Massgeblich für diese Popularität, die sich nicht auf Fachkreise beschränkte, sondern die breite Bevölkerung erfasste, war der zeitliche Kontext: Die Schatten der Nachkriegszeit fielen auf Europa, die Menschen fühlten sich entwurzelt. «Einstein hat den Menschen Trost gebracht», sagt der Autor und Wissenschaftsjournalist Neffe.

Allein durch Nachdenken sei es dem Physiker gelungen, das Universum und dessen Tiefen zu durchdringen. «Es fasziniert die Leute, wenn ein einzelner Mensch eine so komplizierte Theorie entwickelt und ein ganzes Universum nur mit Papier und Bleistift schafft», so Einstein-Biograph Thomas Bührke.

Zweite Geburt als Ikone

Mit der Bestätigung der Relativitätstheorie wurde Einstein von den Massenmedien entdeckt. Sie machten ihn «in einem beispiellosen Personenkult zum ersten globalen Popstar der Wissenschaft», wie es Neffe ausdrückt.

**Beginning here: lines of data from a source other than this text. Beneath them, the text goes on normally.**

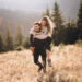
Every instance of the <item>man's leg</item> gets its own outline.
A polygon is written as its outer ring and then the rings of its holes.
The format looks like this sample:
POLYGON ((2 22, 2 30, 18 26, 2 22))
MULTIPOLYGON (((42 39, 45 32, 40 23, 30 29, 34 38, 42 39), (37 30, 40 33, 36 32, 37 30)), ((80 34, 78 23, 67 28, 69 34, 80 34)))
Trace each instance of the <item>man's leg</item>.
POLYGON ((34 63, 37 65, 38 68, 38 72, 43 69, 42 63, 38 61, 38 57, 39 57, 39 52, 38 50, 34 50, 34 63))
POLYGON ((43 71, 46 72, 46 50, 42 51, 43 71))

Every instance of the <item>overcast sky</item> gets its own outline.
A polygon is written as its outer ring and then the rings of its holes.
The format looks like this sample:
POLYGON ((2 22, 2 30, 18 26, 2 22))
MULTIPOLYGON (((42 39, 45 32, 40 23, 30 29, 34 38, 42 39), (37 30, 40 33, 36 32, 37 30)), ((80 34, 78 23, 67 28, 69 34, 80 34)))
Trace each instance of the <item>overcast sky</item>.
POLYGON ((52 10, 55 1, 65 16, 77 16, 80 0, 0 0, 0 8, 45 11, 47 7, 52 10))

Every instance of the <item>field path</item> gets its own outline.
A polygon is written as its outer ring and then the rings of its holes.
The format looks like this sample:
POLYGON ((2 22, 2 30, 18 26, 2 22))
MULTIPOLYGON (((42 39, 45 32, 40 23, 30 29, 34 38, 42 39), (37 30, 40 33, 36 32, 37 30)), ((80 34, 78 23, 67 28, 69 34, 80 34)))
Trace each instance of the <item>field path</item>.
MULTIPOLYGON (((46 78, 56 71, 59 75, 67 74, 82 81, 82 47, 52 47, 51 59, 52 68, 47 67, 46 78)), ((37 82, 37 78, 39 79, 37 66, 34 65, 30 50, 0 54, 0 82, 37 82)))

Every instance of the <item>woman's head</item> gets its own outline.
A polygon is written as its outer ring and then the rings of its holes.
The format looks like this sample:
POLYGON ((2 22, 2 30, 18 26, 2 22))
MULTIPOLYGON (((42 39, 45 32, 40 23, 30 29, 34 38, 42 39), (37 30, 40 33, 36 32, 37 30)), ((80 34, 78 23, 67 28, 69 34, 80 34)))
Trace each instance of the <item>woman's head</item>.
POLYGON ((46 26, 48 28, 48 32, 51 33, 51 26, 50 26, 50 22, 49 22, 49 17, 45 16, 42 19, 42 27, 46 26))

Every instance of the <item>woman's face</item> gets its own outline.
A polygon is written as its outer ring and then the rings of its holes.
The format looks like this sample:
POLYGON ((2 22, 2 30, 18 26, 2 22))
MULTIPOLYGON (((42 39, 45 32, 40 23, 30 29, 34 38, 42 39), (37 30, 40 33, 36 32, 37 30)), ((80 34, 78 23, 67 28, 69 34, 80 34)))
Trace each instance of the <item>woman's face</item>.
POLYGON ((46 21, 42 20, 42 26, 46 26, 46 21))

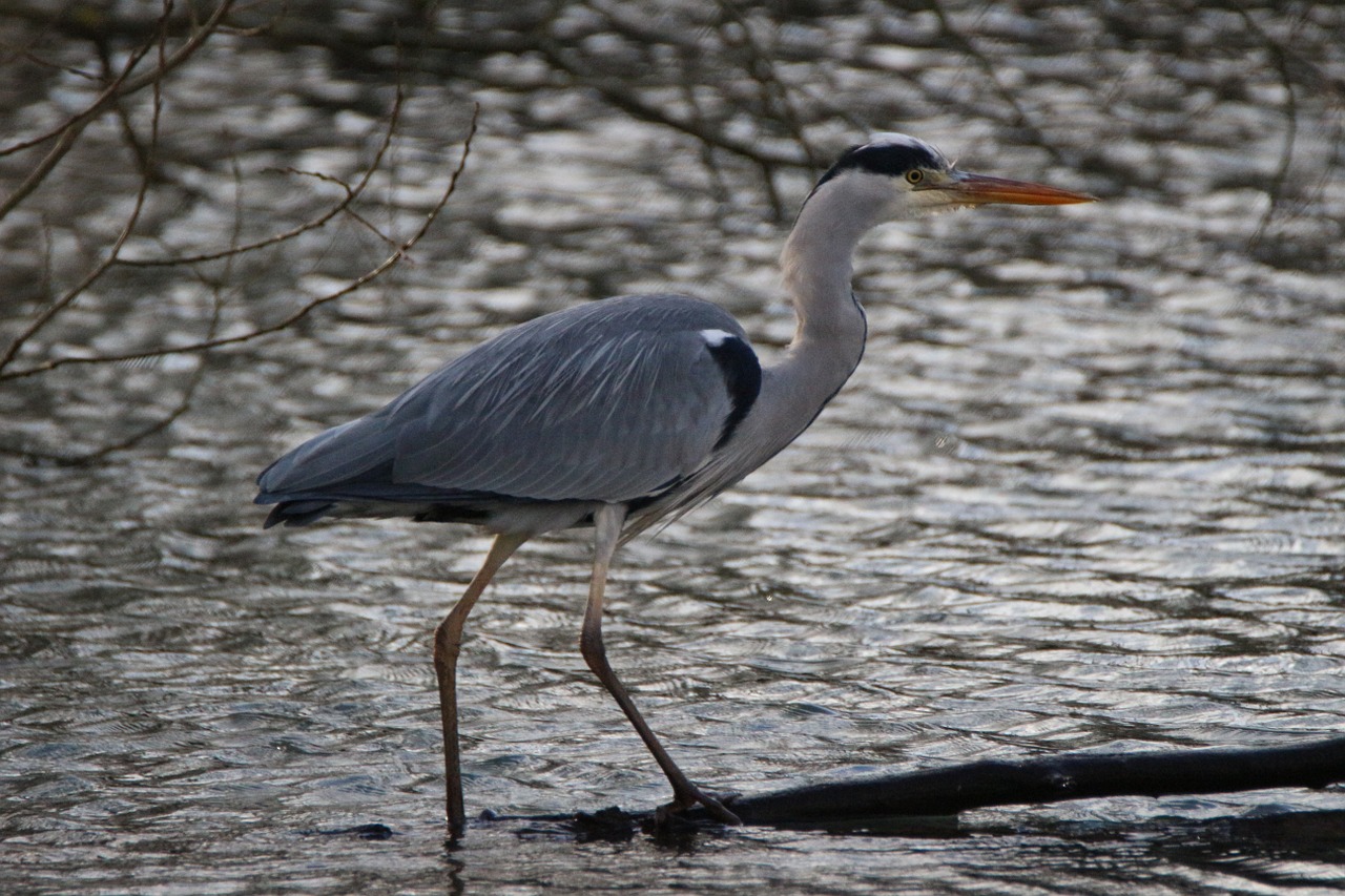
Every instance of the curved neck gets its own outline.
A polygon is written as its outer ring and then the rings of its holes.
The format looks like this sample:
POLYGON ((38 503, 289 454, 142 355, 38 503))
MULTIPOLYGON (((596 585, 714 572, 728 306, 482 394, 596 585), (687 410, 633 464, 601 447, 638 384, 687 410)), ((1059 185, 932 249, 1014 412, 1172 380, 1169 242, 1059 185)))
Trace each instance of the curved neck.
POLYGON ((773 406, 812 405, 815 414, 854 373, 868 327, 850 289, 851 256, 892 200, 885 179, 850 176, 822 184, 799 211, 780 256, 799 323, 784 358, 768 371, 779 394, 773 406))

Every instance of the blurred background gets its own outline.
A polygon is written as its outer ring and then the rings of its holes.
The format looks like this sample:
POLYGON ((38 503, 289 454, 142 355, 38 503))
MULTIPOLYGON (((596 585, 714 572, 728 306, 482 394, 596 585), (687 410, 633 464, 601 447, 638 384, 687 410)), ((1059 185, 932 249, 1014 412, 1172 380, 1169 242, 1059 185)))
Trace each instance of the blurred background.
MULTIPOLYGON (((1102 202, 865 242, 850 385, 617 558, 609 654, 655 731, 748 792, 1336 735, 1342 34, 1332 3, 0 4, 7 887, 1340 885, 1338 790, 445 853, 429 638, 486 541, 262 533, 250 500, 557 308, 690 292, 769 357, 799 202, 902 130, 1102 202)), ((469 814, 666 798, 578 657, 588 550, 530 544, 473 613, 469 814)))

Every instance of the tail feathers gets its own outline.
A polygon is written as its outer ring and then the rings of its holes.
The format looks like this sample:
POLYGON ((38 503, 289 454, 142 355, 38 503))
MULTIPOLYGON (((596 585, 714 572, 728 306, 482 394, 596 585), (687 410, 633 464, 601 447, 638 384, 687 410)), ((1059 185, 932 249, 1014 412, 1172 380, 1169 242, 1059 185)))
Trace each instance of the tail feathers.
POLYGON ((332 500, 282 500, 272 507, 262 529, 285 523, 286 526, 307 526, 325 517, 336 506, 332 500))

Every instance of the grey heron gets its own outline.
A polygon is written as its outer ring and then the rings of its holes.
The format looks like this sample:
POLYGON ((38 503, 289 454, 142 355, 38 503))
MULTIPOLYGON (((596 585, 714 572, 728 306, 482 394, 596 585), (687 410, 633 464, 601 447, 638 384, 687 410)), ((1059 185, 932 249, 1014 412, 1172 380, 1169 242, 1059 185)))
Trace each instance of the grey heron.
POLYGON ((258 476, 266 527, 323 517, 410 517, 494 534, 480 572, 434 632, 449 831, 463 831, 457 655, 463 624, 529 538, 594 529, 580 652, 672 786, 672 811, 733 811, 678 768, 612 671, 603 596, 617 546, 737 483, 808 428, 863 354, 851 256, 874 225, 989 203, 1092 196, 960 171, 928 143, 880 133, 851 147, 804 200, 780 258, 798 328, 761 366, 742 326, 681 295, 549 313, 448 362, 382 410, 308 440, 258 476))

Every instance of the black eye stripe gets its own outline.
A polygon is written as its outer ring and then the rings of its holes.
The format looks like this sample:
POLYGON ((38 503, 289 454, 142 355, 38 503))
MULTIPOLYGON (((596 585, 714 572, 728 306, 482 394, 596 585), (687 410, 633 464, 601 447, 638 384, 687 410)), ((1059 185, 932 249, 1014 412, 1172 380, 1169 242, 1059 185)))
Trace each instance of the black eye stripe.
POLYGON ((947 163, 928 147, 907 143, 870 143, 851 147, 831 165, 818 186, 846 171, 900 178, 912 168, 943 168, 947 163))

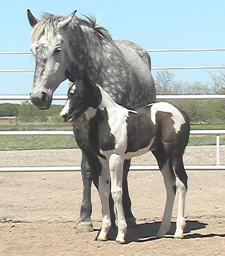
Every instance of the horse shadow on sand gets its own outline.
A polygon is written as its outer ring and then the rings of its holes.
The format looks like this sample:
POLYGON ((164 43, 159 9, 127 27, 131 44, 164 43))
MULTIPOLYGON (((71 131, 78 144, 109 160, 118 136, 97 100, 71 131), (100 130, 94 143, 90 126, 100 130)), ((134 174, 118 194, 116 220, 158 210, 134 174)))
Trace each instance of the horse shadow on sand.
MULTIPOLYGON (((157 239, 158 238, 156 238, 156 235, 159 230, 161 224, 161 221, 150 223, 147 222, 137 225, 136 228, 128 228, 125 237, 126 243, 129 243, 132 242, 142 243, 153 241, 157 239)), ((197 221, 187 221, 186 226, 184 231, 183 239, 210 238, 215 236, 225 237, 225 234, 217 234, 213 233, 205 235, 197 233, 188 234, 191 231, 205 228, 208 225, 207 223, 200 222, 197 221)), ((176 229, 176 223, 172 222, 171 223, 170 229, 165 236, 165 238, 173 238, 176 229)), ((96 240, 97 240, 100 231, 99 231, 98 232, 96 240)), ((115 233, 111 229, 107 235, 107 240, 114 240, 116 237, 115 233)))

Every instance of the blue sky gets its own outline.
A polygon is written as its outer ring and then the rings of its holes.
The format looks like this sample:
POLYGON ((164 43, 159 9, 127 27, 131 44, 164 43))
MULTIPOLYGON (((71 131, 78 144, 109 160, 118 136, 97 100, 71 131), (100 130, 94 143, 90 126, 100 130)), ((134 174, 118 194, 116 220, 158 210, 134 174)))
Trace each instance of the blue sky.
MULTIPOLYGON (((31 28, 27 17, 30 8, 39 18, 42 12, 66 15, 75 9, 92 14, 106 27, 113 38, 135 42, 146 49, 225 47, 225 1, 4 1, 1 4, 0 51, 28 51, 31 28)), ((225 52, 151 53, 152 67, 225 65, 225 52)), ((33 69, 30 55, 1 55, 0 69, 33 69)), ((212 71, 212 72, 214 72, 212 71)), ((154 77, 156 71, 153 71, 154 77)), ((190 83, 210 82, 201 70, 173 71, 175 78, 190 83)), ((29 94, 32 73, 0 73, 0 94, 29 94)), ((66 93, 68 82, 56 94, 66 93)))

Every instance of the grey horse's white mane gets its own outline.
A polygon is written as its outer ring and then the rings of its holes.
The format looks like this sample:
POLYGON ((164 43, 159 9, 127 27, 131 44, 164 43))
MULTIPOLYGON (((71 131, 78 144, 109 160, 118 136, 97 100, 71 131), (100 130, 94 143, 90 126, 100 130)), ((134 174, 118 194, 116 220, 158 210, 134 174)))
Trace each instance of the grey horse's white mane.
MULTIPOLYGON (((56 16, 49 13, 44 13, 42 16, 41 19, 34 27, 31 32, 31 37, 32 42, 38 41, 41 36, 45 34, 49 42, 55 45, 60 44, 63 39, 57 31, 57 24, 59 22, 68 18, 69 16, 56 16)), ((90 26, 95 31, 102 37, 112 40, 108 31, 104 27, 99 25, 94 16, 83 16, 86 18, 85 19, 78 19, 77 17, 74 15, 71 22, 67 25, 73 29, 79 21, 83 22, 87 26, 90 26)))

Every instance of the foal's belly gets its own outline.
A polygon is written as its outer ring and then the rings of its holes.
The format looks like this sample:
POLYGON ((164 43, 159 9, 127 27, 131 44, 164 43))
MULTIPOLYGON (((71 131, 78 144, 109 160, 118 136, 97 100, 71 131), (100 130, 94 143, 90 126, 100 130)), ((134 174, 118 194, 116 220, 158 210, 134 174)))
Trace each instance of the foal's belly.
POLYGON ((130 159, 134 156, 142 155, 149 151, 152 149, 152 146, 154 142, 154 137, 153 137, 151 140, 149 145, 145 148, 139 149, 136 151, 126 151, 125 154, 125 159, 130 159))

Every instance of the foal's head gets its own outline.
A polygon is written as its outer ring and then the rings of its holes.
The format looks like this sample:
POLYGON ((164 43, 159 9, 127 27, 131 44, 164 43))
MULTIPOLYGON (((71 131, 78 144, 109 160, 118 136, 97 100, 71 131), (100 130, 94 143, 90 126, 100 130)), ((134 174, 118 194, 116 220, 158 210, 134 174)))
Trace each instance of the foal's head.
POLYGON ((71 83, 67 95, 67 100, 60 113, 65 122, 74 122, 90 107, 97 109, 102 99, 100 90, 84 71, 81 79, 71 83))

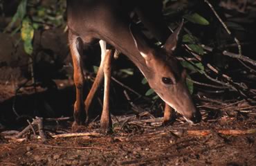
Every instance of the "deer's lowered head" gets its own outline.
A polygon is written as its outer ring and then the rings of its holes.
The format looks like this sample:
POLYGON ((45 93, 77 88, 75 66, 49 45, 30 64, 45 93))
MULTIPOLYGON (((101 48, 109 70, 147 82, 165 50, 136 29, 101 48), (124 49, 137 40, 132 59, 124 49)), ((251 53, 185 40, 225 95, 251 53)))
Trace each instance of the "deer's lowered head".
POLYGON ((137 35, 132 26, 130 31, 136 48, 145 61, 140 67, 149 86, 169 106, 181 113, 191 123, 200 122, 201 116, 193 103, 186 86, 186 71, 181 66, 174 53, 179 42, 183 23, 169 37, 163 48, 150 46, 145 36, 137 35))

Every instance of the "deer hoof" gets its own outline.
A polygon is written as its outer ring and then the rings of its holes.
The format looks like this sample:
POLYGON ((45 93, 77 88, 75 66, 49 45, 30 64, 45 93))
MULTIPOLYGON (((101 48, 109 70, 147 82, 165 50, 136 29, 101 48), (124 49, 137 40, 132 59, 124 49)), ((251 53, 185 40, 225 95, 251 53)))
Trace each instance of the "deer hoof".
POLYGON ((100 133, 103 134, 109 134, 113 133, 113 130, 110 126, 109 123, 100 123, 100 133))

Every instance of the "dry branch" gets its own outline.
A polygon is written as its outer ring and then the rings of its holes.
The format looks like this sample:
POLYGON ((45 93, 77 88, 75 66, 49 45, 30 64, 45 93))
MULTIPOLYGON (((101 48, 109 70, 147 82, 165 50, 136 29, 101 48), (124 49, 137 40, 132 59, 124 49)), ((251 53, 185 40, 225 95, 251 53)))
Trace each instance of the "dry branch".
POLYGON ((80 136, 92 136, 92 137, 100 137, 103 135, 95 132, 88 132, 88 133, 62 133, 51 136, 54 138, 67 138, 67 137, 80 137, 80 136))

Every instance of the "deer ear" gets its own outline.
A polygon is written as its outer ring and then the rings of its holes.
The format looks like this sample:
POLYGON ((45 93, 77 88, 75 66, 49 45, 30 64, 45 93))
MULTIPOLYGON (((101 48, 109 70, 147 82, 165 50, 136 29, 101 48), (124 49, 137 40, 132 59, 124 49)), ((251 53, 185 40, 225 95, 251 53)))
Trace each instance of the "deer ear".
POLYGON ((134 39, 135 46, 140 55, 146 61, 150 60, 153 49, 150 46, 151 45, 148 39, 147 39, 144 34, 140 32, 132 24, 130 24, 129 28, 132 38, 134 39))
POLYGON ((174 30, 174 32, 166 40, 166 42, 164 45, 164 48, 167 50, 167 53, 174 52, 177 47, 177 44, 179 42, 179 36, 181 30, 183 26, 183 20, 179 26, 179 27, 174 30))

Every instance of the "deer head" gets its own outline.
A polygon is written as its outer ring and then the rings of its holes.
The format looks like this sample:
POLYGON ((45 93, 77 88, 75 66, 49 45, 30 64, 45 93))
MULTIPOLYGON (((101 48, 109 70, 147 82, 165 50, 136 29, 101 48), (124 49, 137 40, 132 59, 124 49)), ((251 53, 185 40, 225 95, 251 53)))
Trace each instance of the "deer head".
POLYGON ((169 37, 163 48, 151 45, 145 37, 132 26, 130 26, 130 32, 137 49, 145 59, 145 66, 140 70, 151 88, 187 121, 196 123, 201 120, 201 114, 196 109, 188 89, 186 71, 174 57, 182 26, 183 23, 169 37))

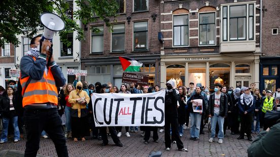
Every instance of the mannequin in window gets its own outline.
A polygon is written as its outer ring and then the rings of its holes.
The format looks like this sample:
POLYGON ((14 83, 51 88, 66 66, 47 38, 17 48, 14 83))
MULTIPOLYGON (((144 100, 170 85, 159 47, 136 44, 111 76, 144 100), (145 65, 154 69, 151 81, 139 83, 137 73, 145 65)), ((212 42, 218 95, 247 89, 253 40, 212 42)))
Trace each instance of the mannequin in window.
POLYGON ((224 81, 223 81, 223 79, 221 78, 220 77, 218 77, 218 78, 216 78, 215 80, 215 82, 214 82, 214 84, 220 83, 222 84, 222 85, 224 85, 224 81))
POLYGON ((176 78, 176 82, 177 82, 177 87, 183 86, 183 81, 181 80, 181 78, 176 78))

Damals sei Einstein ein zweites Mal geboren worden – «als Legende und Mythos, als Idol und Ikone eines ganzen Zeitalters». Innerhalb kürzester Zeit hatte fast jeder von Einstein und seinem Werk gehört, auf einmal war sein Name in aller Munde.

Zu dieser Verklärung trug auch bei, dass Einstein sich selbst gut verkaufen konnte. «Er hatte Medienkompetenz, auch wenn er von seiner Persönlichkeit her zum Einzelgängertum neigte», sagt Hoffmann. Und so lernte der Wissenschafter schnell, sich die Medien zu nutze zu machen.
Nahezu perfekt bediente Einstein das Bild vom Weltstar und begründete seinen Mythos – nicht zuletzt durch sein Erscheinungsbild. Mit seinem Äusseren, das einen eher schlampigen, zuweilen vernachlässigten Eindruck machte, vermittelte er das Image des netten, zerstreuten Professors.

Ein Leben ausserhalb des Elfenbeinturms

«Er ist das Symbol für den vergeistigten Wissenschafter schlechthin», urteilt Biograph Bührke. Und DPG-Präsident Urban bezeichnet Einsteins Erscheinungsbild als «Understatement ersten Ranges»: «Einstein war jemand, mit dem man sich identifizieren konnte.» Mit seinem Auftreten habe er seine Individualität und Unabhängigkeit zur Schau gestellt.

Ein weiterer Aspekt für Einsteins bis heute ungeschmälerten Ruhm ist die Tatsache, dass er als einziger seiner Zunft politisch aktiv wurde. Für die meisten Physiker seiner Zeit, so sagt Bührke, glich die Wissenschaft einer Arbeit im Elfenbeinturm.

Einstein dagegen engagierte sich politisch. Er war, wie Urban es ausdrückt, «Pazifist, Querdenker, Idealist und politischer Mensch in einem».